Image by: Pixabay
Facebook is open sourcing a tool chain of machine learning (ML) and artificial intelligence (AI) tools that it uses to power many of its own products, including Translate, its open source project based on the company’s machine translation systems.
Facebook calls the tool chain “PyTorch 1.0.” It includes PyTorch, the open source deep learning framework Facebook pioneered around 15 months ago, the deep learning framework called Caffe2 launched two years ago, and finally, the Open Neural Network Exchange (ONNX).
Facebook’s PyTorch 1.0 Tool Chain
During F8, three presentations regarding NMT at Facebook were delivered by Engineering Managers Necip Fazil Ayan and Ves Stoyanov, and Research Scientist Juan Pino.
Pino explained that two years ago, Facebook experimented on ideas with PyTorch, and manually re-implemented any successful tests into Caffe2 for production. However, according to him, this process took a lot of time and did not scale.
So they developed ONNX, “an industry-wide effort led by Facebook, Amazon, and Microsoft,” Pino said.

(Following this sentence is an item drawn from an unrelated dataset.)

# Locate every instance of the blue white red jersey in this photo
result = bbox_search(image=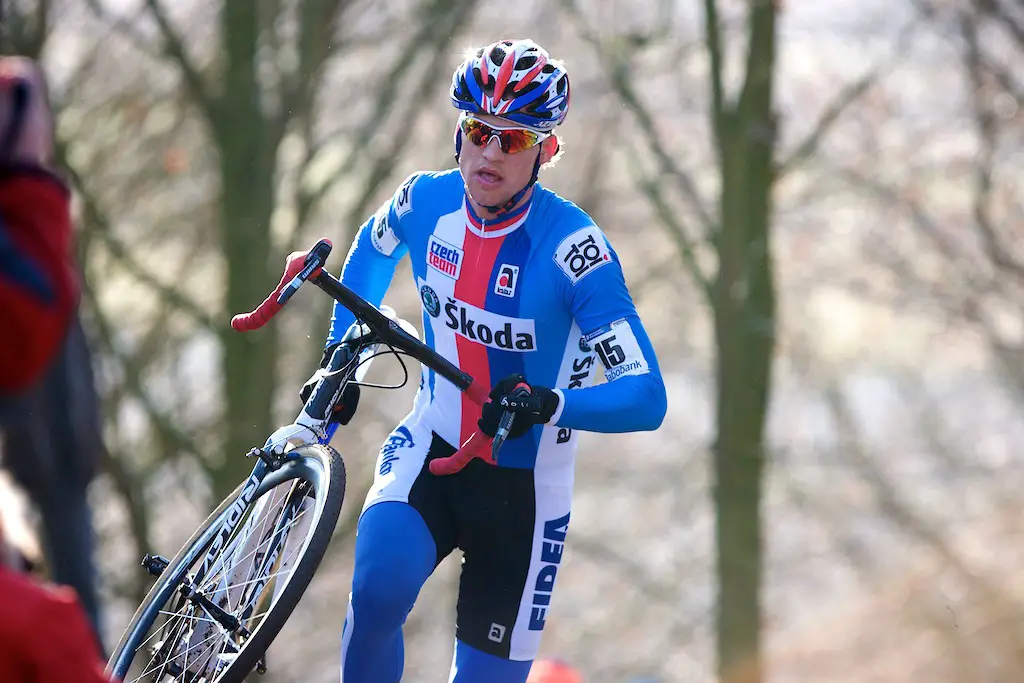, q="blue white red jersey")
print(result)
[328,170,666,470]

“In our particular use-case,” he explained, “we leverage ONNX to essentially export a model from one framework to the other.” Pino said ONNX improved model deployment by becoming a middleman that made the process automatic instead of manual, speeding up re-implementation of PyTorch ideas into Caffe2 production environments.
This same tool chain that Facebook will be open-sourcing—PyTorch, ONNX, and Caffe2—is currently in use across the company’s products, such as Facebook and Messenger, Instagram, and Workplace.
A post in Facebook’s developer’s blog reveals that PyTorch 1.0 will be available in beta within the next few months, and “will include a family of tools, libraries, pre-trained models, and datasets for each stage of development, enabling the community to quickly create and deploy new AI innovations at scale.”
Facebook’s research on Multilingual Unsupervised and Supervised Embeddings (MUSE) is likewise being open-sourced. Stoyanov added: “we are also open sourcing our datasets for multilingual understanding.”
Training data limitations are a major hurdle for so-called low-resource languages, language pairs with very little parallel corpora between them. This makes it difficult to build fluent NMT systems for such pairs since neural network engines typically require a large amount of parallel corpora to be effective.
Facebook CTO Schroepfer said their early work in MUSE among many areas of research is “promising work to bring all the tools and technologies they have to 6,000 languages all around the world.”
Since last year, the social media giant has been besieged by a mountain of problems concerning data privacy, hate speech, bullying, propaganda, and fake news on the platform, which led to CEO Mark Zuckerberg’s testimony at Capitol Hill before the US Senate.